Tremaine Emory says he “felt great” about not “being complicit” after his exit from working with the artist formerly known as Kanye West.

In a new interview with Noah Callahan-Bever for Complex’s IDEA GENERATION, the Denim Tears founder went deep on a number of topics, including the period he spent working with Ye in a variety of roles. In fact, Emory said in the newly released interview that he was with the late Virgil Abloh in Milan when he got the initial call that would ultimately lead to him joining Ye’s team.

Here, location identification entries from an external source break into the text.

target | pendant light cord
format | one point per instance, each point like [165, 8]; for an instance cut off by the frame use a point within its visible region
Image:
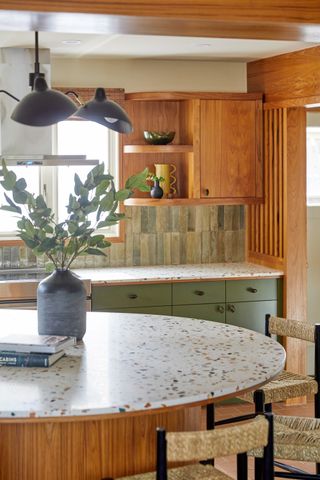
[36, 63]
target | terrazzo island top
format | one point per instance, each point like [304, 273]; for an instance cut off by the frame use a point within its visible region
[131, 362]
[175, 273]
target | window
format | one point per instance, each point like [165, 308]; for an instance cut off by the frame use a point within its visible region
[313, 166]
[56, 183]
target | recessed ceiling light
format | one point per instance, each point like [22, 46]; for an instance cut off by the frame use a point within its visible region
[71, 42]
[203, 45]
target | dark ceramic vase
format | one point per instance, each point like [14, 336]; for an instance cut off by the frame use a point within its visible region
[61, 304]
[156, 191]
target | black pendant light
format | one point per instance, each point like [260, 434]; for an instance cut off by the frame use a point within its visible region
[106, 112]
[43, 106]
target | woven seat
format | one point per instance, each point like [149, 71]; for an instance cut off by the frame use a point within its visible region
[295, 438]
[189, 472]
[196, 446]
[284, 386]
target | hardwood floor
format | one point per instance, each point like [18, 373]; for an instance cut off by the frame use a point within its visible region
[228, 464]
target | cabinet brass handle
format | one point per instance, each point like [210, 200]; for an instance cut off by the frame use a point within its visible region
[199, 292]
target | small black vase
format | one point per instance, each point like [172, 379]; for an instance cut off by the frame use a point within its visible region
[156, 191]
[61, 304]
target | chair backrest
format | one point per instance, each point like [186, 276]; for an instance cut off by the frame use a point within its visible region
[290, 328]
[196, 446]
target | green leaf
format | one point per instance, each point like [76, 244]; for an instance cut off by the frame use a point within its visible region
[40, 202]
[122, 194]
[77, 184]
[30, 242]
[9, 180]
[19, 196]
[10, 209]
[106, 202]
[102, 187]
[12, 204]
[21, 184]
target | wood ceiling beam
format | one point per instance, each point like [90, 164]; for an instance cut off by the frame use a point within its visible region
[265, 19]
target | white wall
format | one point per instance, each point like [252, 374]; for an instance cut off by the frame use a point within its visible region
[313, 252]
[150, 75]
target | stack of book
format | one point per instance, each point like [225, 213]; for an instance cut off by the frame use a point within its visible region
[33, 350]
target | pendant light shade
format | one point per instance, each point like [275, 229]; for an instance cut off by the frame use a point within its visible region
[106, 112]
[43, 106]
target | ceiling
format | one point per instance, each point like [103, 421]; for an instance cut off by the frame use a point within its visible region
[151, 47]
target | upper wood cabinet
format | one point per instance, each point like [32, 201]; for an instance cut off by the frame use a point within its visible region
[230, 157]
[216, 149]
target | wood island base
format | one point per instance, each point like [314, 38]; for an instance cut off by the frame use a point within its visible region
[84, 448]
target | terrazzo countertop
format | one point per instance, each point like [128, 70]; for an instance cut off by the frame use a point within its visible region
[175, 273]
[130, 362]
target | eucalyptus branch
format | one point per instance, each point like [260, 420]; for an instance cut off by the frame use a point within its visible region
[63, 242]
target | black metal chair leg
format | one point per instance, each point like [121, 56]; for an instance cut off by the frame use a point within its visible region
[210, 426]
[242, 466]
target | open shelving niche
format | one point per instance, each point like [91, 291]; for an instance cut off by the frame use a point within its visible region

“I remember V was just like, ‘Guess you gotta go to Jedi school,’ like a joke,” Emory said of the New York invitation. Abloh, of course, had himself worked alongside Ye earlier into his career.

From there, Emory made a point to note that “everyone’s been fired by Kanye,” so much so that Abloh himself is said to have joked about it at Ye’s wedding. But when it came to first taking that step into Ye’s world, Emory had to navigate that on his own.

“V was a very ‘you gotta figure it out for yourself’ type of dude,” he said. “He was just supportive and he was just like, ‘You’ll learn a lot.’ That was, like, 2016. That was years before things got convoluted on the Ye side of things, in my opinion, and really catty and not nice. So V was super supportive.”

Emory said his work with Ye “started off as consulting” but quickly grew into much more.

“It was a myriad of things,” he explained. “It was really just asking your opinion and then some design. By the end of it, I was, like, creative director of G.O.O.D. Music and brand director of Yeezy.”

Deeper into his IDEA GEN chat, Emory, whose Arthur Jafa collab arrived earlier this year, was asked about his process of cultivating the confidence required to freely participate in the exchange of opinions crucial to Ye’s artistic process, which is known to bring on a “high-pressure” environment for all involved.

“For me, he’s a human being,” Emory said. “He ain’t god, you know what I mean? I’m just like, this is my opinion. If you disagree, cool. I wasn’t so caught up in the rapture of his accomplishments because I just knew I’m accomplished. I have a résumé too. My résumé counts, for me, just like yours counts for you.”

Perhaps inevitably, however, there did come a breaking point, of sorts, in Emory and Ye’s working relationship. While Emory puts the bulk of the blame on those around Ye, he’s still critical of the operation at large, at least as of late.

“I just thought he wasn’t taking care of himself, in my opinion, as far as on the mental health side of things, and the way he was treating people, talking to people,” Emory said. “There was a situation in Uganda. He was screaming at two people. And not that he should scream at anyone, but these two people, he shouldn’t have been screaming at them in front of colleagues. I just was like, ‘You’re bugging. Why are you talking to these two people like this?'”

Still, Emory added, the proverbial “straw” itself is a more complex problem.

“The thing that was a straw wasn’t him,” he said, as seen in the full video below. “It was the people around him that don’t challenge him and hear him say these fucked up things. That’s when I was just like, I stopped going on trips and that’s when I got fired. For years, I was asked to come back. I never went back. There were times where I didn’t care if I was on my last dollar. I wasn’t going back, you know? Because that situation wasn’t changing me.”

See more below.

The status of Emory and Ye’s relationship became a public matter back in 2022, with the former Supreme creative director speaking out over the latter’s mention of Abloh amid a “victim campaign.” That same year, Ye was photographed wearing a t-shirt emblazoned with “Tremendez,” a nickname he had given his former collaborator at the time.

In the new Callahan-Bever interview, Emory also reflected on his introduction to Abloh and detailed his thoughts on the idea of legacy as an artist. As I’ve already suggested a few times in this piece, the full thing is out there and quite worth your time.